25 de jan de 2010


Árvore, celeiro e pedaços - PARTE 2

Por BRUNO


                                  Para ouvir: "Real Desire" de Dan Auerbach





A casa de Candance era toda de madeira, inclusive o assoalho, e por ser tão velha, o ranger dos degraus a metros da mesa de jantar anunciavam as visitas. Quase todas eram inesperadas, mas para Maurie todas eram desagradáveis. Às vezes, ele dizia que era melhor um tornado levar tudo aquilo só de um sopro para acabar com todo aquele tormento. Três batidas na porta foram ouvidas. Laurie, a namorada do Jeff, atendeu e para seu desprazer, era William.

- Candance está? - ele perguntou. 

Antes mesmo de responder com seu ar insosso e seu sotaque carregado, Laurie foi interrompida pelo pai. De maneira brusca foi para outro cômodo, pisando firme o velho assoalho deixando os dois a sós.

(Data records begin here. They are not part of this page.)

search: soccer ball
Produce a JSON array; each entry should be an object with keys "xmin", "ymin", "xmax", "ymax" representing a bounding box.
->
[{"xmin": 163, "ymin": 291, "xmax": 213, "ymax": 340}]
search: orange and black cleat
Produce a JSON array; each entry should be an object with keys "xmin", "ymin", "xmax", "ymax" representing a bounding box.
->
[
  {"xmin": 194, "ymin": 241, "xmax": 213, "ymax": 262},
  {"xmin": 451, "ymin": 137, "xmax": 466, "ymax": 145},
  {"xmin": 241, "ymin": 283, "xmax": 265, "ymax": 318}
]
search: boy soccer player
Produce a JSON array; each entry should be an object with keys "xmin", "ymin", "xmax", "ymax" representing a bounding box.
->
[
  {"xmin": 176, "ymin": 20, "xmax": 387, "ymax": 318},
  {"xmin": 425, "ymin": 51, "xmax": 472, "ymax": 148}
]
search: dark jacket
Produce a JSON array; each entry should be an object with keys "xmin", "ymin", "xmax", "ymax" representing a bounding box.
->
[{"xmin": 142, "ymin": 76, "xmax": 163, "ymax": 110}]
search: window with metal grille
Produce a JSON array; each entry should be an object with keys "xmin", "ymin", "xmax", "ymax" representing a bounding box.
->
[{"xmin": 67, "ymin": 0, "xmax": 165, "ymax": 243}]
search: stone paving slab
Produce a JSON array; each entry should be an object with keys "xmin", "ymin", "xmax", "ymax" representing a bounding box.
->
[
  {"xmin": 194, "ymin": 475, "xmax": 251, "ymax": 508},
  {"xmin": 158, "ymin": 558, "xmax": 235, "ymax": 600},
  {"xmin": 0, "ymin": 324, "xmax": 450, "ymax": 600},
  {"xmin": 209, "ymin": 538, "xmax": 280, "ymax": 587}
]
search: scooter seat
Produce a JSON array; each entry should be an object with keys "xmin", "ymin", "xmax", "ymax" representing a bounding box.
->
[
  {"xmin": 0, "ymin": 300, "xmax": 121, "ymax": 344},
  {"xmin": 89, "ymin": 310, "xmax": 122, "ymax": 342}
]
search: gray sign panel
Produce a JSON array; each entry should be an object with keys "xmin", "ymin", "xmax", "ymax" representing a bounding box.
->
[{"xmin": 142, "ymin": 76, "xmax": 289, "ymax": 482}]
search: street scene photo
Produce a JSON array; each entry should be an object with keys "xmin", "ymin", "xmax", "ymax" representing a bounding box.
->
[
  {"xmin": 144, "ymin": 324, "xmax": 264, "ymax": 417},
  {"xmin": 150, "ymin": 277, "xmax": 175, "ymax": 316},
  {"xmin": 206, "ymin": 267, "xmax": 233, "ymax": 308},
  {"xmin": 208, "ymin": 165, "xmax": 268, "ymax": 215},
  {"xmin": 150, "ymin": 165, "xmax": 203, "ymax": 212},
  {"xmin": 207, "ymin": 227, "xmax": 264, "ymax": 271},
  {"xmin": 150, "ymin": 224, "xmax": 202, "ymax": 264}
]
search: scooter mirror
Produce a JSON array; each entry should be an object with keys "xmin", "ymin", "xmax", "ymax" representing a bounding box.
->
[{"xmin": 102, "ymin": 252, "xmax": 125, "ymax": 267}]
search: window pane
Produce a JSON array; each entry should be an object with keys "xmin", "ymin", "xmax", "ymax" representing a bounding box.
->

- Caddy - era assim que Maurie a chamava - está ocupada. Tem coisa a fazer.

- Volto depois... - William disse.

- Espero que não - retrucou Maurie.

William foi embora.

Maurie não gostava muito de William e até mesmo o desprezava. Ninguém sabe ao certo, Maurie era muito reservado. Ouvi dizer que era rixa antiga entre as famílias vizinhas e tudo isso começou lá por volta da época em que Candance e William nasceram - deve ser por isso que ele desconta no garoto? Eu não sei. Maurie também não era gente boa. Pouca gente em todo aquele lugar era boa. O Maurie, depois que William se foi, ficou matutando uma maneira de afastá-lo de Caddy enquanto mastigava. Não era sutil de forma alguma. Tinha cerca de 40 anos, só que a vida tratou de deixá-lo com uma aparência muito mais velha que se acentuava com sua maneira rústica de se vestir. Ainda assim implicava com William e suas botas sujas de barro.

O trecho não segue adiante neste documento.